Some of these names might only be familiar if you’ve studied popular culture of the period – does anybody read Warwick Deeping now? – but others have lingered. It’s a mix of the middle-class and the lower-middle-class, all with pretensions above their stations. Those who read Galsworthy thought themselves intellectuals; those who read Ethel M. Dell probably thought themselves above those who read westerns. All of it makes bitter Comstock feel angry and repelled – and bitterness is the keynote of his personality.
He lives in poverty – or, at least, poverty for someone of his education and intelligence. The only people he sees are a rich friend called Ravenstock, who tries to help get his poetry published and offers (and is refused) to lend him money, his girlfriend Rosemary, and an aunt Julia who is ever poorer than him, but from whom he still borrows money. It fits his code of pride that he cannot borrow from a rich friend, but will from a poor relative.
Pride is the other keynote, alongside bitterness. His stubbornness is infuriating. He won’t let Rosemary pay for dinner when they go out, because the man must pay for the woman – even if it means he can’t pay his rent or can’t afford to eat for the rest of the week. Rosemary puts up with an awful lot, and sticks with him despite all his moroseness.
Iterated through the novel, either in Gordon’s dialogue or in his internal dialogue, is that everything comes down to money. He can’t marry Rosemary because he doesn’t have money. She won’t sleep with him – so Gordon argues – because he doesn’t have money. He can’t work as a poet because he doesn’t have money. And he doesn’t have money because he left a relatively well-paying job in advertising in order to get out of the capitalist machine.
What’s so impressive about Keep the Aspidistra Flying is that Orwell has a mouthpiece for a point of view with which he evidently has substantial sympathy – and bravely chooses to make that mouthpiece objectionable. As well as bitter and proud, Gordon is stubborn, selfish, and often unkind to the long-suffering Rosemary. But there is also enough good in him to make the reader (this reader, at least) not hate him. He loves the beautiful and noble. He partly cares so much what people think of him because of his own low self-esteem, and his recognition that others have achieved much more. On the whole, he falls down on the side of being unpleasant. But it is so well-judged a portrait that he does not become a villain – rather, he is a friend that we are frustrated by and beginning to be sick of, even if we agree with him in essentials.
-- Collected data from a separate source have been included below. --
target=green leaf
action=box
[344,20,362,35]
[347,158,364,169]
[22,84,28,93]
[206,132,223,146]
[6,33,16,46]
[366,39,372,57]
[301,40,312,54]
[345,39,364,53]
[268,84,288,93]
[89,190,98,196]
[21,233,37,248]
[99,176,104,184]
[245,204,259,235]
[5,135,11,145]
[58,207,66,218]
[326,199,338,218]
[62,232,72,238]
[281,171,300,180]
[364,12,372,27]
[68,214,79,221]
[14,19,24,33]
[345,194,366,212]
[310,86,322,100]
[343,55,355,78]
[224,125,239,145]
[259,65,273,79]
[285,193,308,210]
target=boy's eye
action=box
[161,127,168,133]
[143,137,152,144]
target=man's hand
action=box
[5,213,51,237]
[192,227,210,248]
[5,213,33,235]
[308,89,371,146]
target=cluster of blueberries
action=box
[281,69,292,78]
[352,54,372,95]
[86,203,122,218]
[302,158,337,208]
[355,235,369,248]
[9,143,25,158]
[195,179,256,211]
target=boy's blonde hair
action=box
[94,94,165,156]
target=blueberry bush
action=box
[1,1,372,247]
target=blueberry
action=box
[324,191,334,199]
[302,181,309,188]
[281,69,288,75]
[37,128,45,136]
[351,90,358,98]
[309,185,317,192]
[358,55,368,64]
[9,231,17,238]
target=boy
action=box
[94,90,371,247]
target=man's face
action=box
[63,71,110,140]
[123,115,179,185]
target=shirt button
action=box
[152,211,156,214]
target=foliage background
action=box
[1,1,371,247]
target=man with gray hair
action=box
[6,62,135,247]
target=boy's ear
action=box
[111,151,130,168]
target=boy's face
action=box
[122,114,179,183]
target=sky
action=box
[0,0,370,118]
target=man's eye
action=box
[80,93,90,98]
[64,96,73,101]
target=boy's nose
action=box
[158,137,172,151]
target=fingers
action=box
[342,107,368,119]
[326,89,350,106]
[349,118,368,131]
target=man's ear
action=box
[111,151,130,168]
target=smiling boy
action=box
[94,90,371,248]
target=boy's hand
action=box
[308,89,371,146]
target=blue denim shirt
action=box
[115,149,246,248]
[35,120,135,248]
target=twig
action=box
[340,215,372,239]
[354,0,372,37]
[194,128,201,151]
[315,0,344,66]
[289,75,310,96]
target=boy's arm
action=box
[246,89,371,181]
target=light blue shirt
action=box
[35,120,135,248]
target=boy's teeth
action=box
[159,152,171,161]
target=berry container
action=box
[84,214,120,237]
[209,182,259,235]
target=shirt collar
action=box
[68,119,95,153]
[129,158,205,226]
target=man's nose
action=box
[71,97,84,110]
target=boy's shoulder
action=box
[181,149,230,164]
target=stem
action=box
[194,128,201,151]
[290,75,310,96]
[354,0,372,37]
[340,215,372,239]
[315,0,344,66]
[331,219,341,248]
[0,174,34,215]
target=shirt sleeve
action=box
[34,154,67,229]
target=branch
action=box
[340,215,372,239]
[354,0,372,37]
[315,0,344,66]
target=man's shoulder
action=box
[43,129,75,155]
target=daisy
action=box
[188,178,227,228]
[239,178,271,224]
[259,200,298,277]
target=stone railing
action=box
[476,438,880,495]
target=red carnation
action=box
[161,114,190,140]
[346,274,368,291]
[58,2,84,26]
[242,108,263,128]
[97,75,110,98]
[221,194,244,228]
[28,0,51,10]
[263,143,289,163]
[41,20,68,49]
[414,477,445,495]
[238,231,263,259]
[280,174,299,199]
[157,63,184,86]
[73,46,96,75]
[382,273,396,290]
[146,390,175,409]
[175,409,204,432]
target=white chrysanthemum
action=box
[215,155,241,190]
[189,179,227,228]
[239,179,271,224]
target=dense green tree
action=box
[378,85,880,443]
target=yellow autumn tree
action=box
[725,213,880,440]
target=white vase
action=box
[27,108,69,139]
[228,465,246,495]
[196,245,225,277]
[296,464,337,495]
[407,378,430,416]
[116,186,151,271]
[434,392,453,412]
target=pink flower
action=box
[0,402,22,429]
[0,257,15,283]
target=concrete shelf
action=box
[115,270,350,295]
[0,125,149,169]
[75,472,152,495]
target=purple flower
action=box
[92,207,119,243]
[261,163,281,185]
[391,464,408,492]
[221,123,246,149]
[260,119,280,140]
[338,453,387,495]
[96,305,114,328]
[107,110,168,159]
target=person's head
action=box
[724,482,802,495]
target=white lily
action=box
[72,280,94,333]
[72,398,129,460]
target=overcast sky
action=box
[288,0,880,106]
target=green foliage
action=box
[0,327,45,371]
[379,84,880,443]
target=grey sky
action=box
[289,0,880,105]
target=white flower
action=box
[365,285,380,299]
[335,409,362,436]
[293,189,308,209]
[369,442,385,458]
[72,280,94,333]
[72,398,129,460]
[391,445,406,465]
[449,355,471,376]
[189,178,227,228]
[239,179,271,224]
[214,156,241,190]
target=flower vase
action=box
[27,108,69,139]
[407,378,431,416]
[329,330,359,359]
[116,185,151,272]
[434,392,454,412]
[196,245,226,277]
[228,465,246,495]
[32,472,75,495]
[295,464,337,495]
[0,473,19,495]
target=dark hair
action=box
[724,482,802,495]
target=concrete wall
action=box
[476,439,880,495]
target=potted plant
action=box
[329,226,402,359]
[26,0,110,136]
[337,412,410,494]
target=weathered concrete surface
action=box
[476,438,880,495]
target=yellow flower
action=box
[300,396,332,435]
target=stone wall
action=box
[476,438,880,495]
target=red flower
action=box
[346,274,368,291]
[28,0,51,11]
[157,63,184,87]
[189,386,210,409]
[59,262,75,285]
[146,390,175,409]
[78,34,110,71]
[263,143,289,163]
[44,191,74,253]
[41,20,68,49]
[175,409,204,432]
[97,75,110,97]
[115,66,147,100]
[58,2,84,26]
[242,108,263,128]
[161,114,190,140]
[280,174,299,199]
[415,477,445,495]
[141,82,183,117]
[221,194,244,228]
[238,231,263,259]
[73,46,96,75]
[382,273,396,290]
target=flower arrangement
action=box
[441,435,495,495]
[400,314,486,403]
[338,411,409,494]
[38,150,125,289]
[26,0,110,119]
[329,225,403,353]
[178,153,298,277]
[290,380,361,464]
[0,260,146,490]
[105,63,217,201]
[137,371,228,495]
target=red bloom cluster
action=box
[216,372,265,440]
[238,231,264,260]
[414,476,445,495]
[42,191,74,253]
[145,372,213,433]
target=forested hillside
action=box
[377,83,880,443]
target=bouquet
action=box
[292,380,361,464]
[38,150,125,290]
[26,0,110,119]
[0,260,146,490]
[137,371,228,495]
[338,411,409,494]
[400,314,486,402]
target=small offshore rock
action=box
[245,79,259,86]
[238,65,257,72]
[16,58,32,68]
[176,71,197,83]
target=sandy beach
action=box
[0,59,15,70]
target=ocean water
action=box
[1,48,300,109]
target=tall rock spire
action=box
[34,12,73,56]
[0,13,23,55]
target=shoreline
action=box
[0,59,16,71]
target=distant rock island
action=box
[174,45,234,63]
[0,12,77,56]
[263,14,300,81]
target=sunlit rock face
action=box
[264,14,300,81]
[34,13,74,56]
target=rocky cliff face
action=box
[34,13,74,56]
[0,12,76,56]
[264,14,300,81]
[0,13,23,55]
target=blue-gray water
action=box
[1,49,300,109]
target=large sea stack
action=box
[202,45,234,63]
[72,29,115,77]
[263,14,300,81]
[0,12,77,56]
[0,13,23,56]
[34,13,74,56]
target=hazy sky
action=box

Orwell apparently thought little of the novel, and didn’t want it reprinted. I don’t agree with him. It doesn’t have the sophistication of Nineteen Eighty-Four but it does have the same brilliant prose. He is the best writer I’ve read for writing that is entirely unshowy and is yet superlatively good. The plot is simple but perfectly judged, and I’m all the keener to read those other Orwells I’ve got on the shelves. In some ways, it’s a shame that his dystopian novels are the only ones that are widely remembered, because he so strikingly observed the real world too.